Assogba BS, Djogbénou LS, Saizonou J, Milesi P, Djossou L, Djegbe I, Oumbouke WA, Chandre F, Baba-Moussa L, Weill M, Makoutodé M
Parasit Vectors 7 (-) 548 [2014-12-03; online 2014-12-03]
Malaria is endemic in sub-Saharan Africa with considerable burden for human health. Major insecticide resistance mechanisms such as kdr(R) and ace-1(R) alleles constitute a hindrance to malaria vector control programs. Anopheles gambiae bearing both kdr and ace-1 resistant alleles are increasingly recorded in wild populations. In order to maintain the efficacy of vector control strategies, the characterization of concomitant kdr and ace-1 resistance, and their pleiotropic effects on malaria vector phenotype on insecticide efficacy are important.
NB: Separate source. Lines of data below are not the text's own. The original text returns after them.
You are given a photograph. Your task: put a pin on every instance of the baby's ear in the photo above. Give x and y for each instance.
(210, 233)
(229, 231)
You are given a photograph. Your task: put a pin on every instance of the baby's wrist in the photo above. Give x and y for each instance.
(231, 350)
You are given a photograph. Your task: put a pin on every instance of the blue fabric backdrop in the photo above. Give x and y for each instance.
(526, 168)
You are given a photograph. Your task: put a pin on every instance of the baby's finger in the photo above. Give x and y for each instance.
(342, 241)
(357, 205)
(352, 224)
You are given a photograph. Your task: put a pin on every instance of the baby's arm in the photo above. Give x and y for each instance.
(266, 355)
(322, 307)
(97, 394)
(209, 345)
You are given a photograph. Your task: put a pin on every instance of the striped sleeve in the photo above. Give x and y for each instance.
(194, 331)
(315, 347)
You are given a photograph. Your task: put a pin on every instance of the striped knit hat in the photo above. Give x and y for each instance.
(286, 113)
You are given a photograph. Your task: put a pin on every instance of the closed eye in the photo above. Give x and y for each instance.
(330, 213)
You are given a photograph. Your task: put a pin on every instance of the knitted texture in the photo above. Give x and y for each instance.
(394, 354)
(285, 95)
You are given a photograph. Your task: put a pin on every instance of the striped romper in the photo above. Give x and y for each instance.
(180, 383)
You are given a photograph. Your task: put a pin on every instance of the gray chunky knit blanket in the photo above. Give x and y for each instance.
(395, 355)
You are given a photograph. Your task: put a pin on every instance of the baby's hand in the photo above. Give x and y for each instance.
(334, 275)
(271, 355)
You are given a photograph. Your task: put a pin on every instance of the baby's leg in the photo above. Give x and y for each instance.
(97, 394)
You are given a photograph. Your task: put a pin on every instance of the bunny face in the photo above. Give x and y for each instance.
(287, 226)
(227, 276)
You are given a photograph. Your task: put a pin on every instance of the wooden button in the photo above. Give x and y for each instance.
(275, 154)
Larval and adult bioassays were performed with different insecticide classes used in public health following WHO standard guidelines on four laboratory Anopheles gambiae strains, sharing the same genetic background but harboring distinct resistance status: KISUMU with no resistance allele; ACERKIS with ace-1(R) allele; KISKDR with kdr(R) allele and ACERKDRKIS with both resistance alleles' ace-1(R) and kdr(R) . Larval bioassays indicate that the homozygote resistant strain harboring both alleles (ACERKDRKIS) displayed slightly but significantly higher resistance level to various insecticides like carbamates (bendiocarb, p < 0.001; propoxur, p = 0.02) and organophosphates (chlorpyriphos-methyl, p = 0.002; fenitrothion, p < 0.001) when compared to ACERKIS strain. However, no differences were recorded between ACERKDRKIS and KISKDR resistance level against permethrin (Pyrethroid, p = 0.7) and DDT (Organochlorine, p = 0.24). For adult bioassays, the percentages of mosquitoes knocked down were significantly lower for ACERKDRKIS than for KISKDR with permethrin (p = 0.003) but not with deltamethrin. The percentage of mortality from adult bioassays was similar between ACERKDRKIS and ACERKIS with carbamates and organophosphates, or between ACERKDRKIS and KISKDR with pyrethroid and DDT. Concerning acetylcholinesterase enzyme, ACERKDRKIS strain showed similarAChE1 activity than that of ACERKIS. The presence of both kdr(R) and ace-1(R) alleles seems to increase the resistance levels to both carbamate and organophosphate insecticides and at operational level, may represent an important threat to malaria vector control programs in West Africa.